Spring 2021

Educating a Small Minority

A core group of 12 international business aviation associations has formed the Air Charter Safety Alliance. Glenn Hogben, Chief Executive of the Air Charter Association, and EBAA’s COO Robert Baltus, tell EVA a little more about the organisation

By far the majority of business and private aviation charter operations is conducted safely and legally. Of those few that aren’t, some occur through simple misunderstanding, and others through incorrect application or interpretation of the regulations. But a very small number are knowingly flown illegally, often using inadequate aircraft and inappropriately qualified crew. At best, the customer reaches their destination having never been subject to the safety and assurance for which they paid. At worst, they don’t arrive at all.

Every illegal charter undermines the extensive regulations in place to protect operators and their customers. It takes revenue away from reputable providers and places customers at risk, while a single tragic outcome casts a shadow over the entire industry.

In January 2019, an illegal charter claimed the lives of Argentinian footballer Emiliano Sala and his pilot, David Ibbotson. The event acted as the catalyst for a group of business aviation associations to establish the Air Charter Safety Alliance, formally announced in a press release last December.

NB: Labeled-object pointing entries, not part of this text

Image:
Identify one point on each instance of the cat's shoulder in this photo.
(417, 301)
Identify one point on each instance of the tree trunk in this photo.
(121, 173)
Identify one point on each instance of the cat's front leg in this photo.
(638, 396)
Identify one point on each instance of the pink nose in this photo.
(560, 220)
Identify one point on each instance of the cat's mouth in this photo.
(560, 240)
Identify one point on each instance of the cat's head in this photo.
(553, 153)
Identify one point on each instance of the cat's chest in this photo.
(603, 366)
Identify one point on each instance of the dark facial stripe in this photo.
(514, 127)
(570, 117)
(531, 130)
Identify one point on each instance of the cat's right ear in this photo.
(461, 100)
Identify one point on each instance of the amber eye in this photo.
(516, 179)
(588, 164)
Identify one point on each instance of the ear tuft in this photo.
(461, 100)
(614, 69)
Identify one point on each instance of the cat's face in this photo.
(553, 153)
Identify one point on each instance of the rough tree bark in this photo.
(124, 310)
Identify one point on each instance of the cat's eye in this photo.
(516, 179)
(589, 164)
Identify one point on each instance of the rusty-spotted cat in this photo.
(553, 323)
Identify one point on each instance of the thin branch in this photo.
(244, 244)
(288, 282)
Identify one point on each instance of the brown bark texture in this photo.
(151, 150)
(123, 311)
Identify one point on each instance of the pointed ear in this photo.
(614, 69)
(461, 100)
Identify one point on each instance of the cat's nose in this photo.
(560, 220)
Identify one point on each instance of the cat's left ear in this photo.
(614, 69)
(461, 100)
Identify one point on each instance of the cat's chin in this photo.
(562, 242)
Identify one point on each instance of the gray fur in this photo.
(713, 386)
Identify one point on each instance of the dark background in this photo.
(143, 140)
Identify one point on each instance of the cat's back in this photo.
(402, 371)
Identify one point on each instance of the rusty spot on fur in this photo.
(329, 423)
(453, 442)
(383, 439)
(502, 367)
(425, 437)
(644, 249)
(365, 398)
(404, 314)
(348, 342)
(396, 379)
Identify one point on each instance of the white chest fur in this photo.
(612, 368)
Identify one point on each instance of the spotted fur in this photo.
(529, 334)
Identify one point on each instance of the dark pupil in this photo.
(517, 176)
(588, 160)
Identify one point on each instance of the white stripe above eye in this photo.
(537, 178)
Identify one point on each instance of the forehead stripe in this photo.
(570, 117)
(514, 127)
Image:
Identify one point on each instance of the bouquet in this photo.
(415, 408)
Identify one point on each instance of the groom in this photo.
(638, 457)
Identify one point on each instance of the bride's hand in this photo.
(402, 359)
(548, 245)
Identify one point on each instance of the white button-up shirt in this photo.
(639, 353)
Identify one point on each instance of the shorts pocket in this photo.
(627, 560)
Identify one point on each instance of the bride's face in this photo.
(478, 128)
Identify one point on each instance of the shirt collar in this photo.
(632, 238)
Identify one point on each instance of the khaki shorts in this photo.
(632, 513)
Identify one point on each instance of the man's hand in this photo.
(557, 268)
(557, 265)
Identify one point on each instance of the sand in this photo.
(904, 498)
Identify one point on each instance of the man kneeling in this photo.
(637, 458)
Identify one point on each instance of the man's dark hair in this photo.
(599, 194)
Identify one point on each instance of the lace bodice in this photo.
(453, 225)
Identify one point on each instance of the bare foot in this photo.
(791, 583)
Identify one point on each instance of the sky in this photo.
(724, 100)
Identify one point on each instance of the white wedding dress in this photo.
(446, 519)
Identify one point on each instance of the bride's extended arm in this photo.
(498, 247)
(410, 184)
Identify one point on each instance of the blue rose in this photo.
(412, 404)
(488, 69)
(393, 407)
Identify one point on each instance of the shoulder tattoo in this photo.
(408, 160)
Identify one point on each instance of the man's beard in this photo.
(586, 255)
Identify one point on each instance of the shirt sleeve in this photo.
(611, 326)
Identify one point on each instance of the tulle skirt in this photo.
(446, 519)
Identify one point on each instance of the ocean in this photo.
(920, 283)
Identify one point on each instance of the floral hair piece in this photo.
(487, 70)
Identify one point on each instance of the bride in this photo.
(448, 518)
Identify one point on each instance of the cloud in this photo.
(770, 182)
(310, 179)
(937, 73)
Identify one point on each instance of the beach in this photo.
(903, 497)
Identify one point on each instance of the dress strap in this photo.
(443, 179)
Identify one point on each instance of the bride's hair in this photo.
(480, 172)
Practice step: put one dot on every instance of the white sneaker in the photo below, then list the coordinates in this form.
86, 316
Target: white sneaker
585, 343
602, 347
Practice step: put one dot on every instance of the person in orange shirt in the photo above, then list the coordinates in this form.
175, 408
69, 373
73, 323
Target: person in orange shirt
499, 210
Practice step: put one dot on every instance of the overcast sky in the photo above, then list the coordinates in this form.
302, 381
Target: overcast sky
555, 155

Air Charter Safety Alliance
Robert Baltus, COO at the European Business Aviation Association (EBAA) says the Air Charter Safety Alliance is all about fostering a common effort and approach to countering illegal charter. “Most importantly, it’s about promoting best practices,” he says, “because this is a tough nut to crack.”

The Sala incident neatly encapsulates the complexity of the problem. The crashed aircraft was on the US register, it belonged to a private owner and it was operating in the UK. Glenn Hogben, Chief Executive of the Air Charter Association (ACA), believes that complexity illustrates the need to raise awareness. “It’s not the operators flying on an AOC that are predominantly performing these flights. It’s mostly private aircraft, often on a foreign register and based overseas, where they may slip out of the proper operational oversight.”

It’s a situation largely invisible to an individual looking to charter a private flight. “The most important thing to appreciate, Baltus continues, “is that the majority of people charter through a proper broker, who looks for an established operator, AOC and so on. The main issue is a small group that we could put into one of three categories: the clueless, the careless and the criminal.

“Most people don’t even know when they are making an illegal flight. As an industry we need to ensure all the stakeholders – pilots, operators, insurers, aircraft owners and passengers – are aware of what’s required. So it’s about education and working with the regulator to make sure definitions are clear, and then making sure that if people willingly break the rules, they are stopped.”

Unfortunately, there are also cases where people stumble into offering and accepting illegal charter inadvertently. In the UK, for example, Hogben notes: “There’s some vagueness surrounding the definition of the law around cost sharing and day leasing, which people with a proclivity towards the third of our ‘Cs’ [criminal] can manipulate to their benefit. It tends to be the case that these are smaller aircraft flown by private pilots paid to fly for someone else.” Adding another layer of complexity, variations in regulatory wording between national authorities enable subtly different ‘misinterpretation’ in different countries.

Returning to the subject of education, Baltus explains: “We aren’t in a position where we can reach every potential charter passenger. So the question is, how can we reach the people already in our sphere of influence. How can we explain the problem to them? We have members contact us frustrated because passengers have complained that they can book the same flight from the same airfield for less, not knowing that the competing offer is illegal. That’s where we can get involved and where our members are often very good at explaining the difference.”

The big picture is therefore about reaching industry stakeholders, talking with regulators, and enforcement. But could there be measures at the individual aircraft level that may be effective? Book an Uber, for example, and if the car and driver don’t have the relevant ID, and assuming you aren’t the first of the three ‘Cs’ (clueless), you’ll not make the journey. Does ID-tagging properly available charter aircraft, providing passengers with an obvious visual assurance, make sense?

Baltus says it’s one of the many options the Air Charter Safety Alliance is examining. It isn’t as simple as a tag on an Uber or minicab of course and would require some form of easy double check. He notes that Brazil, for example, has ‘sorted it out’ with an online register against which aircraft and pilots may be checked. “In Europe, with 27 different states, the UK and others, it’s already harder. On top of that, we have GDPR, which sometimes doesn’t help, which is why we’re focussing on promoting best practices.”
Meanwhile, Glenn Hogben says the very best way to avoid falling foul of illegal charter is to use a reputable ACA-qualified broker. “There’s often a false perception of brokers, where people think it will cost lots more to go through a broker than if they arranged the charter themselves. That’s almost never the case. Brokers are professional consultants, they are aviation experts. They know every aircraft, every seat configuration and every operator, so they understand which operator is best for a particular flight. And before they confirm a flight, they check the operator has a valid AOC and the aircraft has airworthiness and insurance certificates. Using a broker means passengers can be sure they’re getting on a safe, secure aircraft.”